A heat warning is issued when the HI is expected to touch or exceed 115 F for at least two consecutive days and the minimum HI during the period is at least 80 F.


Heat stroke occurs when the body can no longer control its temperature. Body temperature rises rapidly, sweating stops, and the body cannot cool down. In heatstroke, it is not uncommon for the body temperature to rise to 106 ° F in 10 to 15 minutes from the normal 98.6 ° F.

Overexposure to direct sunlight, with or without physical activity, or to very high indoor temperatures can cause heat stroke. Without emergency treatment, it can result in death or permanent disability. In addition to an abnormally high body temperature, symptoms include red, hot, and dry skin; rapid pulse; throbbing headaches; dizziness; nausea; confusion; and unconsciousness.

In contrast, heat exhaustion occurs when a person spends too much time in a very hot environment, resulting in excessive sweating without sufficient replacement of fluid and / or electrolyte (salt and minerals). It can happen indoors or outdoors, with or without exercise.

Symptoms of heat exhaustion include dizziness, headache, nausea, abdominal cramps, shallow breathing, cold, clammy skin, muscle tremors, and profuse sweating. Heat injuries can develop with or without associated discomfort.

Spending as much time as possible in an air-conditioned space is the best way to stay cool this summer. It can be water, fruit juice, fruit flavored or carbonated drinks. Since aging can lead to a decrease in the feeling of thirst, older people should drink water, fruit juices, or other fruit drinks at regular intervals during the day, even if they do not have thirst. Avoid alcohol, drinks containing caffeine, and salt tablets.

Spending daylight hours in a cooler location is imperative for people who lack air conditioning in the home.

Tips for avoiding heat-related problems:

Use a buddy system. If you work in the heat, check with your coworkers and have someone else do the same for you. If you are at home and are 65 or older or have a chronic health condition, have a friend, relative or neighbor watch you at least twice a day, even if you have air conditioning. If you know someone who is 65 or older or has a chronic condition, check them at least twice a day.

Limit outdoor activities. Try to plan activities for the cooler times of the day – before noon and in the evening. When you are physically active, get frequent rest in the shade.

Drink lots of fluids. In hot weather, you will need to drink more fluids than your thirst indicates. Even if you stay indoors and limit your activity, your body still needs to replace lost fluids, salt, and minerals.

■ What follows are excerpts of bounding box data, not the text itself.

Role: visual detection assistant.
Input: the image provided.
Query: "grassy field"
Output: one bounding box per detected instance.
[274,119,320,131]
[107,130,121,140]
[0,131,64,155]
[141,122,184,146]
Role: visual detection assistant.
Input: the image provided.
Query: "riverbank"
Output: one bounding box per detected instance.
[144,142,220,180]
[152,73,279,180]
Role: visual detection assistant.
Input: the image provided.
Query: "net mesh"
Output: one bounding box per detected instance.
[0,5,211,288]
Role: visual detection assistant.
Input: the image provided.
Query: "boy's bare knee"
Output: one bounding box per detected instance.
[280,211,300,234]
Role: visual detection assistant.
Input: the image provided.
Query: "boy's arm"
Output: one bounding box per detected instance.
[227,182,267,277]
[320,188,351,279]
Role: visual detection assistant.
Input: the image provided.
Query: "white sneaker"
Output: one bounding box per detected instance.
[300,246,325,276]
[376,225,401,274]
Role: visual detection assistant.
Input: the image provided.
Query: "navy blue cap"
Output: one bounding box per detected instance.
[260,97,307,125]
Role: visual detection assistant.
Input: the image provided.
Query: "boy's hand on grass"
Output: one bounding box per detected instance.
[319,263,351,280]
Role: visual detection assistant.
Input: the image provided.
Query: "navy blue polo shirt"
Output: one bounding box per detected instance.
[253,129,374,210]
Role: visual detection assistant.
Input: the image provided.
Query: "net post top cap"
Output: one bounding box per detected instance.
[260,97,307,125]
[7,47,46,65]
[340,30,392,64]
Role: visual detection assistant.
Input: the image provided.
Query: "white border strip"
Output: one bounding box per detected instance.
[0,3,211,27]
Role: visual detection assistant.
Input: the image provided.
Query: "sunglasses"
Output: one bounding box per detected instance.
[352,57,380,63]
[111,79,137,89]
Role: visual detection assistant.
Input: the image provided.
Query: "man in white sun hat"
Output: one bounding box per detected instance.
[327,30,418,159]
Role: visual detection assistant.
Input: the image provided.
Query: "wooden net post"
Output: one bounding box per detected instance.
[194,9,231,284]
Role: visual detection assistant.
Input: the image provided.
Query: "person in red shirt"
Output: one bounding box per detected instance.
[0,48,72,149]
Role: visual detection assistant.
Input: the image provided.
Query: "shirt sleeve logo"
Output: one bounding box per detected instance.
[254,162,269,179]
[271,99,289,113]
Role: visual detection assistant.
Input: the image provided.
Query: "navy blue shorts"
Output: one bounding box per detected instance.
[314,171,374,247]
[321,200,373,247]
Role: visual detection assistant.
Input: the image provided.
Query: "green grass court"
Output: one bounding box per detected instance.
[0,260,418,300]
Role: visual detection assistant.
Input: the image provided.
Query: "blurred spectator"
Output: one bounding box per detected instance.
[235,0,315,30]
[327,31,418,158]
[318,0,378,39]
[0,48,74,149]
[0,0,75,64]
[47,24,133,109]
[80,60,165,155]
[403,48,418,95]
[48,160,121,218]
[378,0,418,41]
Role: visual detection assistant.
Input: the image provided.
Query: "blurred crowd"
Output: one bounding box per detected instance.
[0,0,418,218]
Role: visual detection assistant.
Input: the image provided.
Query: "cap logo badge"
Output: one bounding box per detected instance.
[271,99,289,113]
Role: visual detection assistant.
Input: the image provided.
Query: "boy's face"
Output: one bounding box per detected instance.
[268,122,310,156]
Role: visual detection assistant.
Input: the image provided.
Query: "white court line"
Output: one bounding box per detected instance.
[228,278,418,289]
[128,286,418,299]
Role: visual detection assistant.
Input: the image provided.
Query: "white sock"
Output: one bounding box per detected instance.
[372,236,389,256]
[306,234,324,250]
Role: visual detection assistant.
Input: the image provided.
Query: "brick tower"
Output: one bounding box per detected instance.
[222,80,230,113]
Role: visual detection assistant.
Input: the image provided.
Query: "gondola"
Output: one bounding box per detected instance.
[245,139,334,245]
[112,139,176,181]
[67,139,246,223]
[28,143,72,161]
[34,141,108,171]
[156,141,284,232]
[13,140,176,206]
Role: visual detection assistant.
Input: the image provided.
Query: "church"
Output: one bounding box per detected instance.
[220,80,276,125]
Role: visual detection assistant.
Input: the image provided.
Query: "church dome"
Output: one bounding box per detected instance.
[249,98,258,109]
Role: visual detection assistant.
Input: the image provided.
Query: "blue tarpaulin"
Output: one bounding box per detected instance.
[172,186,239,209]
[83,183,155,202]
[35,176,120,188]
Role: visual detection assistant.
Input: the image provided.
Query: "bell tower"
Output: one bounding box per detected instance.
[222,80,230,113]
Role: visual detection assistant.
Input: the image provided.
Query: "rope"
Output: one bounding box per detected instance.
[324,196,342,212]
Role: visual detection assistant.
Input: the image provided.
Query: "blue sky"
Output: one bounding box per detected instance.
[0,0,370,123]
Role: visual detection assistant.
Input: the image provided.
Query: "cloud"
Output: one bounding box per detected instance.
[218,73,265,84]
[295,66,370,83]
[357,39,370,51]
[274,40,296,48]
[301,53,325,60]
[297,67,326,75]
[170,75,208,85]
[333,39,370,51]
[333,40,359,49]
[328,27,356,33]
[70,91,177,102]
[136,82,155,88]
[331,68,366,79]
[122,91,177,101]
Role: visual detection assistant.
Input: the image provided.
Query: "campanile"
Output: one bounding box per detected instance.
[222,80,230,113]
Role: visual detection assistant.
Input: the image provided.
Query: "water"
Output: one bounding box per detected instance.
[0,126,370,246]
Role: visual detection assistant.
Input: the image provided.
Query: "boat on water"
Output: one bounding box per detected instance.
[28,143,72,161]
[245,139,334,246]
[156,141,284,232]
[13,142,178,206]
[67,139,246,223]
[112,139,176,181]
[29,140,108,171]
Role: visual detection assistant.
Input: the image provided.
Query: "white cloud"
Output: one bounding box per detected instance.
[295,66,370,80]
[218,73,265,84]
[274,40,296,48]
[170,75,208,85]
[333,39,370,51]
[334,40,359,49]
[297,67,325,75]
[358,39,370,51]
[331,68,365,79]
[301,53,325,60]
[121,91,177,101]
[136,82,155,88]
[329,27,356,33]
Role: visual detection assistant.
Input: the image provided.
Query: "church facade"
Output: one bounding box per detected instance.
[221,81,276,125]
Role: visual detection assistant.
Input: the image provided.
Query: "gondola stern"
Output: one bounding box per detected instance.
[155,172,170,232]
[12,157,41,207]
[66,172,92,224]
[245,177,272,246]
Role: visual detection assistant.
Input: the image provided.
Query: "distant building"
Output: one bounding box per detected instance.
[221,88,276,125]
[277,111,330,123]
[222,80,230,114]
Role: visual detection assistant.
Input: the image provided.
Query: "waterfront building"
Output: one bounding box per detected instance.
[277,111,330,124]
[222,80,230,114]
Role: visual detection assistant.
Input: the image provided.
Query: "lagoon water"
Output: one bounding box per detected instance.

Go the extra mile to drink at least six to eight ounce glasses of cool fluids a day. During strenuous exercise in a hot environment, drink two to four glasses of cool fluids every hour. Parents should make sure young children are getting enough fluids. If you are on a fluid-restricted diet or taking diuretics, ask your doctor for your fluid intake in hot weather.

Protect your body. Wear as little clothing as possible inside and loose, light-colored clothing on the outside. When spending time outdoors, avoid direct sunlight, wear a hat, and use sunscreen with a sun protection factor (SPF) greater than 15 to protect yourself from sunburn.

Protect others. Never leave children, the elderly or pets in a parked car, even for a few minutes. The air temperature inside a car rises quickly in hot weather and can lead to brain damage or death. In many ways, dogs and cats react to hot weather just like humans do. Offer the animals extra water and be sure to place the water dish in a shady spot if outdoors. Make sure pets have a sheltered area where they can shelter from the sun.